In an era of authoritarian college football coaches – distant, growling monarchs named Woody and Bear and Bo – the man in charge at Notre Dame told his players this:
“Don’t call me Coach. Call me Ara.”
The Fighting Irish didn’t dare take Ara Parseghian up on that offer – it was too far outside the rigid coach-player interpersonal dynamic of the 1960s and ’70s. But they did embrace a man who chose dialogue over monologue, who welcomed questions, who did not view the dramatically changing times as the end of times.
The anti-autocrat died Wednesday at age 94. Parseghian departs this Earth with two national titles on his professional résumé and hundreds of profound impressions upon players on his personal résumé.
“He was fun to be around, had a great presence, was very approachable,” said Big Ten Network analyst Gerry DiNardo, a former college football coach who played under Parseghian at Notre Dame. “That was unique in that day and era, when most players didn’t approach their coach. He found a way to communicate with us.”
DiNardo said Parseghian communicated about issues important to the players: the Vietnam War; race relations; Notre Dame’s move from all-male enrollment to a coed campus; rules about hair length and sideburn length. He was an extension of the progressive, dynamic leadership of school president Father Theodore Hesburgh. In a time of great societal change, Parseghian didn’t ignore the big issues that rocked campuses nationwide.
“He would bring stuff up,” DiNardo said. “He was a coach who wasn’t afraid to talk about those things.”
Parseghian won over his players in a different way than the fear factor employed by many of his coaching peers. Which might be why he was so beloved, and why the Irish played so hard for him in his final game.
In the span between the end of the 1974 regular season and Notre Dame’s date with undefeated Alabama in the Orange Bowl, word of a decision made weeks earlier leaked out: Parseghian was retiring after the bowl game. It was shocking news – he was just 51 years old, and a year removed from his second national title. It served as motivation for a mammoth upset.
“They were better than us,” DiNardo said. “But we were determined to make his last game a win.”
The Irish were 9-2 and staggered into the Orange Bowl off a 31-point loss to USC. The Crimson Tide rolled in with ample motivation: They were ranked No. 1 by UPI and No. 2 by AP, with a bowl victory assuredly wrapping up at least a share of the national title; and ‘Bama was burning for revenge after a one-point loss to Notre Dame in the Sugar Bowl the year before with the national championship on the line.

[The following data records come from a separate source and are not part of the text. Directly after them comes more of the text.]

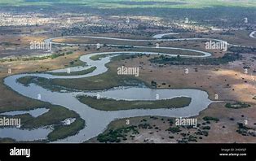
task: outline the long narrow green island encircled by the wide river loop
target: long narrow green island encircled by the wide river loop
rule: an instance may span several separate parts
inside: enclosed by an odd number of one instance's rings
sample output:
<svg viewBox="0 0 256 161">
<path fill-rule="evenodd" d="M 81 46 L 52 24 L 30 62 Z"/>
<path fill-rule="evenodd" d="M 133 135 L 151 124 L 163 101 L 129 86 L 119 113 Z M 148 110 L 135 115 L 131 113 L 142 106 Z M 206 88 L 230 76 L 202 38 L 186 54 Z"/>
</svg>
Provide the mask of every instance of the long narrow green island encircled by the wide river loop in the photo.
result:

The inspired Irish jumped out to a surprising 13-0 lead, then spent the rest of the game holding on for dear life. With the score 13-11, Alabama was driving for what seemed to be the winning score when Reggie Barnett intercepted a pass and sent Parseghian out on the shoulders of his players.
“It was a big, big, big deal,” DiNardo said.
It was the end of a brief but golden era, an 11-year-run that woke up the echoes of America’s most storied football program. Notre Dame hadn’t recorded a winning season in the five years prior to Parseghian’s arrival from Northwestern, and at the time it was fair to wonder whether the program would ever regain its lost luster.
It happened immediately, thanks to Parseghian’s mastery of the totality of coaching.
“He knew both sides of the ball,” DiNardo said. “He didn’t have coordinators. He had a lead coach on either side, but he called the plays and he knew what was going on defensively at all times.”
Parseghian won his first nine games at Notre Dame coach, and it was only a 20-17 loss at USC that cost the Fighting Irish a shot at the 1964 national title. Two years later Notre Dame did win it all, thanks in part to the immortal and controversial 10-10 tie with Michigan State.
Both teams were undefeated and untied entering that game in East Lansing. Parseghian’s decision to conservatively play for a tie was widely criticized but based in logic: his team was No. 1 and on the road against the undefeated No. 2 team in the land, and a tie would not alter that equation. When Notre Dame demolished USC the next week, 51-0 – one of six shutouts the Irish recorded that season – the national title was secured. (In those days the school did not accept bowl bids.)
It was part of an 11-year run in which Notre Dame was never ranked lower than 15th in the final polls, and only twice finished outside of the top 10. National titles were subsequently won by Dan Devine in 1977 and Lou Holtz in ’88, but the consistent excellence from the Era of Ara has never again been duplicated in South Bend.
Parseghian wasn’t lavishly paid at Notre Dame – at the time, he was contractually prevented from making more than the school’s highest-paid faculty member. But he opened an insurance company while still coaching, did some endorsements and became a TV broadcaster. Then he found another great calling later in life, raising money for the Ara Parseghian Medical Research Foundation, a pursuit inspired by the death of three grandchildren from Niemann-Pick C Disease.
“He was way ahead of his time,” DiNardo said.
Today, the Era of Ara stands out as arguably the last true Golden Era at Notre Dame.